The tax on deposit income has been in effect in Russia since 2021, but the first time it was due was in 2024 for income from 2023. Accordingly, tax revenues in 2025 will be formed from deductions on Russians' income from deposits for the current year. The tax affects those whose income from placing money in bank accounts and deposits exceeds the non-taxable base. It depends on the size of the key rate of the Bank of Russia and is calculated as follows: the maximum value of the Central Bank rate for the reporting year is multiplied by 1 million rubles. What the non-taxable base for 2024 will be is still unknown: there are two planned Central Bank meetings on the key rate left before the end of the year, and the indicator may change. Currently, it is 19% per annum. The head of the Bank of Russia, Elvira Nabiullina, did not rule out that the regulator may raise the rate again at upcoming meetings. If the rate remains unchanged, then for the deposit tax, the non-taxable base for 2024 will be 190 thousand rubles.

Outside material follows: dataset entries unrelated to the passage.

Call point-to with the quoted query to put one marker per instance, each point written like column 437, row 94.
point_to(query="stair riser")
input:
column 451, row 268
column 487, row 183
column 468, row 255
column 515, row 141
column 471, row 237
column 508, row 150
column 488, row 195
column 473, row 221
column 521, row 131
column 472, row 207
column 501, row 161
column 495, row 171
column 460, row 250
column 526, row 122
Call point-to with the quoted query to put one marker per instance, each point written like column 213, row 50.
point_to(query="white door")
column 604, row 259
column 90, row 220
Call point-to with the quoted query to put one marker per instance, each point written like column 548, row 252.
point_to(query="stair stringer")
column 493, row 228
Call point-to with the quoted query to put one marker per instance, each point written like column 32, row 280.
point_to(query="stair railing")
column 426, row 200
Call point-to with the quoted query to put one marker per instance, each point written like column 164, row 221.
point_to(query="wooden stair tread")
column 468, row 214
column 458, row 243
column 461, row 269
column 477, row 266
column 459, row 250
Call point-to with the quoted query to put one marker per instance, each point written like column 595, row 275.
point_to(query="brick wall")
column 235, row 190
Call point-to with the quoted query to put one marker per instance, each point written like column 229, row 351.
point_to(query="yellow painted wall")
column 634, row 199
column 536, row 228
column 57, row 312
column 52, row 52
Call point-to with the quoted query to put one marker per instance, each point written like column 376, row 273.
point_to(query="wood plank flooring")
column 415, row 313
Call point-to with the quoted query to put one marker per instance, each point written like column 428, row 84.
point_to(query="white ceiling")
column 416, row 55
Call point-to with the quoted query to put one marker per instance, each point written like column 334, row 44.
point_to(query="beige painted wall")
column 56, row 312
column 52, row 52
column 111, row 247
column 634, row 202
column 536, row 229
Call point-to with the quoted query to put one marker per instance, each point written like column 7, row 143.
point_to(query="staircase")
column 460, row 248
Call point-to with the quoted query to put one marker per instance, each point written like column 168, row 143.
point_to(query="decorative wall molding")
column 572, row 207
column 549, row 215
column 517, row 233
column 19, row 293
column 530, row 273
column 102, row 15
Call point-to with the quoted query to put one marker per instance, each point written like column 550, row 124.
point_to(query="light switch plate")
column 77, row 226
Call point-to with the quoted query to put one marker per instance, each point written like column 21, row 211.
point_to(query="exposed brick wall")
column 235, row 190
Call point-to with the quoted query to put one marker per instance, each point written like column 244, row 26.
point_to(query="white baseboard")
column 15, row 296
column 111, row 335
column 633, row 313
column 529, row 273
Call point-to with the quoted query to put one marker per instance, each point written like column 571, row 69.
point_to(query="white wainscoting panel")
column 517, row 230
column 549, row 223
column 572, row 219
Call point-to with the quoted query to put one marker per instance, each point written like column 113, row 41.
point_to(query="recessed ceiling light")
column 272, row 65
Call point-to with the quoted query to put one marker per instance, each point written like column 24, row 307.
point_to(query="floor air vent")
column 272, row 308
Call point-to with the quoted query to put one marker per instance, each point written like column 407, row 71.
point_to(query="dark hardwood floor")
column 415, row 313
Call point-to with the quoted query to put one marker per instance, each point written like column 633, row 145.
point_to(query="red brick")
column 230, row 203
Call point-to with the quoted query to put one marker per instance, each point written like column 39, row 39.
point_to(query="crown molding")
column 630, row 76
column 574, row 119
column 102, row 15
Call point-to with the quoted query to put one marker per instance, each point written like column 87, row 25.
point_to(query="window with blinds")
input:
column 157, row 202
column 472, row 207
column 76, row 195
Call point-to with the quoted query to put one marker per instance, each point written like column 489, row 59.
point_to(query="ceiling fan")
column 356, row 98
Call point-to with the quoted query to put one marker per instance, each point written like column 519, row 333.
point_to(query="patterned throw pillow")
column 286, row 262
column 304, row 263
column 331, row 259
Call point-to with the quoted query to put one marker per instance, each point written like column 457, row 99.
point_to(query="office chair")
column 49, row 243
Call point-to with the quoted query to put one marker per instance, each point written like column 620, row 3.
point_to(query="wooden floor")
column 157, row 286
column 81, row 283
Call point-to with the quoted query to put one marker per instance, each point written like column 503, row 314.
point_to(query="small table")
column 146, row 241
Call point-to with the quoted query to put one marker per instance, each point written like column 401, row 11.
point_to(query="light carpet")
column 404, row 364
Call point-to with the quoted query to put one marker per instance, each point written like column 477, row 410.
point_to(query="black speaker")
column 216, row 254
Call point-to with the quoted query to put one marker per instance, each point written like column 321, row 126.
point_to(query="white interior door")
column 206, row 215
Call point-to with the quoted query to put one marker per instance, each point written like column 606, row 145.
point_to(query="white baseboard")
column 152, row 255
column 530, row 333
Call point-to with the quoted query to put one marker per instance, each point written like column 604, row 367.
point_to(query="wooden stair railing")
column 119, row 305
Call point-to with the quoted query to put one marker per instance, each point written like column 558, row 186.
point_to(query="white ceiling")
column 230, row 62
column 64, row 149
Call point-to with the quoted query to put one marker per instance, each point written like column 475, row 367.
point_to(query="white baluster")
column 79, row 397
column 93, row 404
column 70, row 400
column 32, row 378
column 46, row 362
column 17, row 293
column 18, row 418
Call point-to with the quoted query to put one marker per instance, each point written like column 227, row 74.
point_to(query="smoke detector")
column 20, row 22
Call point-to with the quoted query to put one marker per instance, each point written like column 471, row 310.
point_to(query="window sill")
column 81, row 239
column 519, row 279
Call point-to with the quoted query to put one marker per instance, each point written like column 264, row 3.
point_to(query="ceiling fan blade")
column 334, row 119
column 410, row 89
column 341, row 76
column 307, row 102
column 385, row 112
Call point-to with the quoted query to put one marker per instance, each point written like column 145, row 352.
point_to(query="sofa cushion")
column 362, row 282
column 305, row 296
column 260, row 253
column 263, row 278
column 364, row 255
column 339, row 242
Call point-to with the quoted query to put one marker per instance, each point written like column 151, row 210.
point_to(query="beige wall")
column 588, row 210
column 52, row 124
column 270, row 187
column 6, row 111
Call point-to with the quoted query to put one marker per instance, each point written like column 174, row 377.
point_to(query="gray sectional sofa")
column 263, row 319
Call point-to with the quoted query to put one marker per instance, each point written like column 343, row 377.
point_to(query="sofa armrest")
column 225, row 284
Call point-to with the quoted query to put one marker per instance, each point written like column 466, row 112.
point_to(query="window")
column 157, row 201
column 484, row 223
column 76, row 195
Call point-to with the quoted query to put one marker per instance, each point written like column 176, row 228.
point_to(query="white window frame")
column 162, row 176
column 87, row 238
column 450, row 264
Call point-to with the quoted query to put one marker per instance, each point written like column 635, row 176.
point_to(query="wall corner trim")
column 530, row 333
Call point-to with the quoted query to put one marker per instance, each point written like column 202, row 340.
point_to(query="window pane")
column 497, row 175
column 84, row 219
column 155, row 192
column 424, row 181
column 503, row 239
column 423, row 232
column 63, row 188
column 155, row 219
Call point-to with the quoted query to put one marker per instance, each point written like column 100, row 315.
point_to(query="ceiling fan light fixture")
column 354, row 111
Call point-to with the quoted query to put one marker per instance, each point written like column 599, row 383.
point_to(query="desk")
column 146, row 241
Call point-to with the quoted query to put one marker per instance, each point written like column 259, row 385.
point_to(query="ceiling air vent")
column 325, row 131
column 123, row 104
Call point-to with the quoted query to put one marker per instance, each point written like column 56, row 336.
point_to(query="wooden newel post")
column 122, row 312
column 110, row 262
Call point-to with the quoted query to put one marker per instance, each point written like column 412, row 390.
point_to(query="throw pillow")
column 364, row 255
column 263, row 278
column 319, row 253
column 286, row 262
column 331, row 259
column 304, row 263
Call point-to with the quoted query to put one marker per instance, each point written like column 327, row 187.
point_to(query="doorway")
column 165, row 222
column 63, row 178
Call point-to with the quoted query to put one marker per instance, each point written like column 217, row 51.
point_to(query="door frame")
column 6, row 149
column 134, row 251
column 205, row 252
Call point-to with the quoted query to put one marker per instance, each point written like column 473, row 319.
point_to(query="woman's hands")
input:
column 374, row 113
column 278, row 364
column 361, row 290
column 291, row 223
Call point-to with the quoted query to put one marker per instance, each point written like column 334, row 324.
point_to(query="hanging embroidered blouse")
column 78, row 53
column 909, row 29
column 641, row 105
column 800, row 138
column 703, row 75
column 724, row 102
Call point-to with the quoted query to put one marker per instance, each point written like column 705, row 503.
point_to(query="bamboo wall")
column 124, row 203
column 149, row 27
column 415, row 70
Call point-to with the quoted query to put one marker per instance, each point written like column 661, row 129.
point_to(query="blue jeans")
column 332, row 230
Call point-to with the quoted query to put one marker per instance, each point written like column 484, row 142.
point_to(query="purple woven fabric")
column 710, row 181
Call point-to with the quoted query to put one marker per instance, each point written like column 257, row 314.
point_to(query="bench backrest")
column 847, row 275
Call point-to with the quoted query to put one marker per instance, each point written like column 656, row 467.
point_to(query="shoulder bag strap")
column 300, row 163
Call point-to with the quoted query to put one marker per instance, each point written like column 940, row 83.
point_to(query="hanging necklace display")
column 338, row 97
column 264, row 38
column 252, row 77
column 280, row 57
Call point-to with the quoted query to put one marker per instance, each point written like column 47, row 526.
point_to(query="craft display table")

The State Duma and the Ministry of Finance are discussing the abolition of the tax on deposits for terms of three years and longer
To stimulate long-term savings in Russia, it is necessary to abolish the tax on deposits for terms of three years or more, stated to "Rossiyskaya Gazeta" the head of the State Duma Committee on Financial Markets Anatoly Aksakov in the corridors of the XXI International Banking Forum. The Federation Council supports his initiative, but the Ministry of Finance expressed opposition. "In the Bank of Russia, they understand this idea, the Ministry of Finance, let's say, has taken it under consideration, and the Federation Council supports it," Aksakov said.
The restrained reaction of the Ministry of Finance to the initiative to abolish the tax on deposits for terms of three years is related to the fact that these deductions are used by the state in the interests of society as a whole, explained to "Rossiyskaya Gazeta" the director of the financial policy department of the ministry Alexey Yakovlev.
In general, preferential taxation for long-term deposits coincides with the logic of tax benefits provided by Russian tax legislation to investors in the stock market who hold securities for a long time.
The Federal Tax Service of Russia explained how VAT will be calculated from 2025 when applying the simplified tax system
The Federal Tax Service of Russia provided explanations regarding the procedure for calculating VAT for taxpayers using the simplified tax system (STS). From January 1, 2025, organizations and individual entrepreneurs working under the STS will also become VAT payers.
However, they may be exempt from this obligation if their income does not exceed 60 million rubles. This exemption will not require applications and will be provided automatically. If during the year the income exceeds 60 million rubles, the right to exemption is lost from the first day of the following month after exceeding the threshold.
If the income threshold is exceeded during the year, taxpayers will be able to choose:
• pay VAT at general rates with the possibility of deducting input VAT;
• pay VAT at reduced rates (5% for income up to 250 million rubles, 7% for income from 250 to 450 million rubles), but without the right to deduct input VAT.
For buyers purchasing goods from taxpayers under the STS, the presented VAT amounts are subject to deduction in the generally established order, regardless of the VAT rate used by the seller under the STS.